5. Visualizing with Dalibo Explain

Raw EXPLAIN output can be hard to read. Dalibo Explain is a PostgreSQL execution plan visualizer that helps analyze and share plans.

Tool:

https://explain.dalibo.com/

The tool recommends using:

EXPLAIN (ANALYZE, COSTS, VERBOSE, BUFFERS, FORMAT JSON)
SELECT * FROM users WHERE email = 'test@example.com';

Why these options?

  • FORMAT JSON: Usually has better support in Dalibo Explain for interactive visualization.
  • BUFFERS: Shows how many shared buffers were hit vs. read from disk, helping you understand whether your query is I/O bound.

6. EXPLAIN vs EXPLAIN ANALYZE

CommandWhat it does
EXPLAINShows the estimated plan only
EXPLAIN ANALYZEActually runs the query and reports real execution data

Example:

EXPLAIN ANALYZE SELECT * FROM users;

This shows actual execution time, actual row counts, and how close the estimates were to reality.

7. How to Identify Expensive Queries

Look for these signals:

  • High estimated total cost relative to similar queries.
  • Large row estimates.
  • Sequential scans on large tables.
  • Big differences between estimated and actual rows.

Why do estimates go wrong?

Estimation errors often happen due to:

  • Outdated statistics: The planner doesn't know the current state of the table.
  • Data skew: Uneven distribution of data.
  • Correlated columns: When columns are related but PostgreSQL assumes they are independent.

For example, if PostgreSQL estimates 10 rows but the plan actually returns 10,000, that can suggest weak statistics.

8. Practical Optimization Tips

  • ✅ Add indexes where they match real query patterns.
    CREATE INDEX idx_users_email ON users(email);
    

Comparison: Before vs.
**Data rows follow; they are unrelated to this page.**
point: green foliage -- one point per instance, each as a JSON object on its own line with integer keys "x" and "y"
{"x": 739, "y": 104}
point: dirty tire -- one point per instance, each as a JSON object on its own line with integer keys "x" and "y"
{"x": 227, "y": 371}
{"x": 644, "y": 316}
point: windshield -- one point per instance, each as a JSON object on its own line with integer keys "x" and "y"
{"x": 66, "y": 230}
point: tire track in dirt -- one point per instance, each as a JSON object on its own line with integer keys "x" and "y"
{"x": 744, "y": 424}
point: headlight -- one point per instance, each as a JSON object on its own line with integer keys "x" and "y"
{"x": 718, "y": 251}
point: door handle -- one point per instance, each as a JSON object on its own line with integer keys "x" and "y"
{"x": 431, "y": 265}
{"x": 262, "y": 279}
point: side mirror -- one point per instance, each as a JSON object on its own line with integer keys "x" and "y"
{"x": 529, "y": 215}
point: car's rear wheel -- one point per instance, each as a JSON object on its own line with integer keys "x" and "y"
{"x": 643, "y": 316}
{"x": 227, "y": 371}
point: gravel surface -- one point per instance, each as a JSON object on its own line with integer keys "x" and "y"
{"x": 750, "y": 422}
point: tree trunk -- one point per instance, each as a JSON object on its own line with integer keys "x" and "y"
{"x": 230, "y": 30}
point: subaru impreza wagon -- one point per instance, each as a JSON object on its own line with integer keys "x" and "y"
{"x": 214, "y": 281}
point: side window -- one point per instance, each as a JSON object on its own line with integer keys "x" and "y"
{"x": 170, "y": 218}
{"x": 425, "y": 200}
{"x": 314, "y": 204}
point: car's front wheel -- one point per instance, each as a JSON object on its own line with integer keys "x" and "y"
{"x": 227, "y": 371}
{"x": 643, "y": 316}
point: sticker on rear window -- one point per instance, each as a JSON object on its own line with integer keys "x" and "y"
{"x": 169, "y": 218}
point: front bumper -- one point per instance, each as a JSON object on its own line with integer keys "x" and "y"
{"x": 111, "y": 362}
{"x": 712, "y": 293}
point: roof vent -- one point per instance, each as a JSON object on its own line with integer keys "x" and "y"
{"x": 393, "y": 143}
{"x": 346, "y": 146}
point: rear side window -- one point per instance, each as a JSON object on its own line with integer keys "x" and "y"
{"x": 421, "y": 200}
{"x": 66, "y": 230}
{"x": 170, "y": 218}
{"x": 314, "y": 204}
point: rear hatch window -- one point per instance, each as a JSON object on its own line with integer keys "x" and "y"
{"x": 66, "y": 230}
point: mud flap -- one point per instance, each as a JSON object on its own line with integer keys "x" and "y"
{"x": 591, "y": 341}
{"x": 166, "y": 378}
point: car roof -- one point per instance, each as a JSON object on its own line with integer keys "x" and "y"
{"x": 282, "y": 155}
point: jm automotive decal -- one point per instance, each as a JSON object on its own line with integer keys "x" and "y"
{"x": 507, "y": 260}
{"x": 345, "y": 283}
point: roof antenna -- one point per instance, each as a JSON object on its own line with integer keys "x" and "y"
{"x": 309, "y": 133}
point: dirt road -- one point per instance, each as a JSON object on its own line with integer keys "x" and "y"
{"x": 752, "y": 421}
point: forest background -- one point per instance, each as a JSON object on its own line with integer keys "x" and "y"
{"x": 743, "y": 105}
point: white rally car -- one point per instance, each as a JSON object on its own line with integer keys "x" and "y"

After Index

ScenarioPlan TypeNote
Before IndexSeq Scan on usersCommon when no useful index exists
After IndexIndex Scan using idx_users_emailOften better for selective lookups
  • ✅ Avoid SELECT * when you only need a few columns.
  • ✅ Use selective WHERE clauses.
  • ✅ Refresh statistics when data changes significantly.
    ANALYZE users;
    
  • ✅ Watch for N+1 queries and inefficient joins.

9. Real-World Backend Insight

If you are building APIs with Node.js or NestJS, slow queries often become slow endpoints. Query tuning is usually more effective than prematurely optimizing application code.

10. Recommended Workflow

  1. Write the query.
  2. Run EXPLAIN in pgAdmin.
  3. Compare estimated vs actual behavior with EXPLAIN ANALYZE.
  4. Paste the JSON plan into Dalibo Explain.
  5. Identify bottlenecks.
  6. Optimize with indexes, joins, filters, or updated statistics.

Conclusion

Understanding PostgreSQL query cost is essential for backend performance. pgAdmin and Dalibo Explain make it easier to spot slow plans, interpret execution behavior, and optimize with confidence.

Pro tip: Don’t guess performance — measure it with EXPLAIN ANALYZE.